Steve Benen highlights a disturbing aspect of those polls showing steadfast white evangelical support for Trump. A March PRRI poll found that “69 percent of white evangelicals would prefer Trump, rather than another Republican candidate.” That means, Benen notes:
A variety of evangelical leaders have already made the case publicly that they’re comfortable with a marriage of convenience with the president: so long as he keeps delivering on the religious right’s priorities, the argument goes, the religious right will embrace moral relativism and look the other way on Trump’s personal failings.
But if 69% of these voters prefer Trump to a different Republican – which is to say, someone else who would presumably be just as eager to deliver on conservative Christians’ political goals – it suggests the movement is taking this relationship beyond convenience and actually investing in Trump personally. The polling results suggest they like him, not just what he’s doing for them.
This isn’t a pragmatic bargain based on the potential for anti-abortion court nominees. More than two-thirds of white evangelicals prefer Trump over any other Republican. And I don’t think that’s because they love golf.
So what is it that this landslide-majority of white evangelicals admires about Donald Trump personally? What is it that sets him apart from and above all the rest of his Republican contemporaries?
For the answer to that, let’s turn to Nancy D. Wadsworth’s Vox piece, helpfully titled, “The racial demons that help explain evangelical support for Trump.” Wadsworth suggests that perhaps one reason that a large portion of white evangelicals enthusiastically support a white nationalist and white supremacist president is because — for centuries — a large portion of white evangelicals have always supported white nationalism and white supremacy:
First, evangelical racial history, whether we’re talking about its liberal or conservative branches, is also incomplete without recognition of colonists’ encounters with indigenous nations.
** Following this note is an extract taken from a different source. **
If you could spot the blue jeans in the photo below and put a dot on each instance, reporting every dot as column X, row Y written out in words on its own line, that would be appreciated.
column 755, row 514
The idea that the indigenous people Europeans met upon their arrival were uncivilized “heathens” was anchored in a white Christian worldview, one was employed to justify various forms of missionary conquest.
Only a tiny minority of Christians challenged the many brutal anti–American Indian policies that went hand in hand with the settlement of North America. This racialized history of settler conquest — and the use of theology to justify brutal acts — is ignored by Americans generally, but it represents a distinct blind spot in conservative evangelicals’ tales of their legacy.
On the question of chattel slavery, evangelicals do not just appear as the abolitionists Gerson cites approvingly. The institution had millions of champions among conservative Christians who drew on Scripture and Curse of Ham theology to defend white supremacy and black subordination. Gerson fails to mention that every major evangelical denomination split along regional lines based on divisions over the slavery question. In fact, the vast bulk of Southern white evangelicals defended slavery, clung to the Lost Cause, fought Reconstruction, and designed and defended Jim Crow.
… Indeed, most politically conservative white evangelicals actively fought every racial inclusion effort from abolitionism to affirmative action. … In fact, it is arguably not the battle to defend Christian schools in the 1970s that launched the modern Christian right — the narrative that evangelicals themselves, including Gerson, embrace — but resistance by Jerry Falwell Sr., Bob Jones, and others to desegregating those schools in the 1960s.
Falwell’s Thomas Road Baptist Church in Lynchburg, Virginia, did not welcome its first black family until 1970. Falwell also hosted the virulently racist presidential aspirant George Wallace on guest pulpits in the South and Midwest in the early 1960s.
,,, Evangelical support for Alabamans George Wallace and, last year, Roy Moore, are bookends of a consistent narrative. With race brought back into view, Moore and Trump are not anomalies. While the nationalist white racial politics of Wallace and Trump may not be explicitly faith-based, in all its forms, it has certainly had no shortage of champions among the white evangelical faithful.
All of this history has shaped white evangelical theology. Every aspect of that theology — hermeneutics, worship, devotion, piety, soteriology, evangelism — was developed to accommodate and to defend white supremacy and white nationalism. That’s a problem for the “19 percent” — for the minority “mainstream” of evangelicalism, the “moderates” and the never-Trumpers and even the “progressive” Red-Letter types. No matter how sincerely they want it to, their theology cannot equip them to challenge the very thing that theology was designed to support.
This is why Gerson’s hagiographic history of 19th-century abolitionist evangelicals can’t work the way he wants it to. It hits the same problem that saturates Donald Dayton’s inspiring little history lesson, Discovering an Evangelical Heritage. Most of the laudable activists and prophets and abolitionists Dayton profiles eventually reach a point where they’re forced to choose between their commitments to justice or their commitments to forms of theology designed to buttress injustice. In the end, most either turn away from evangelical theology or else they turn away from their activism. So Oberlin goes on to become Oberlin and Wheaton goes on to become, well, Wheaton.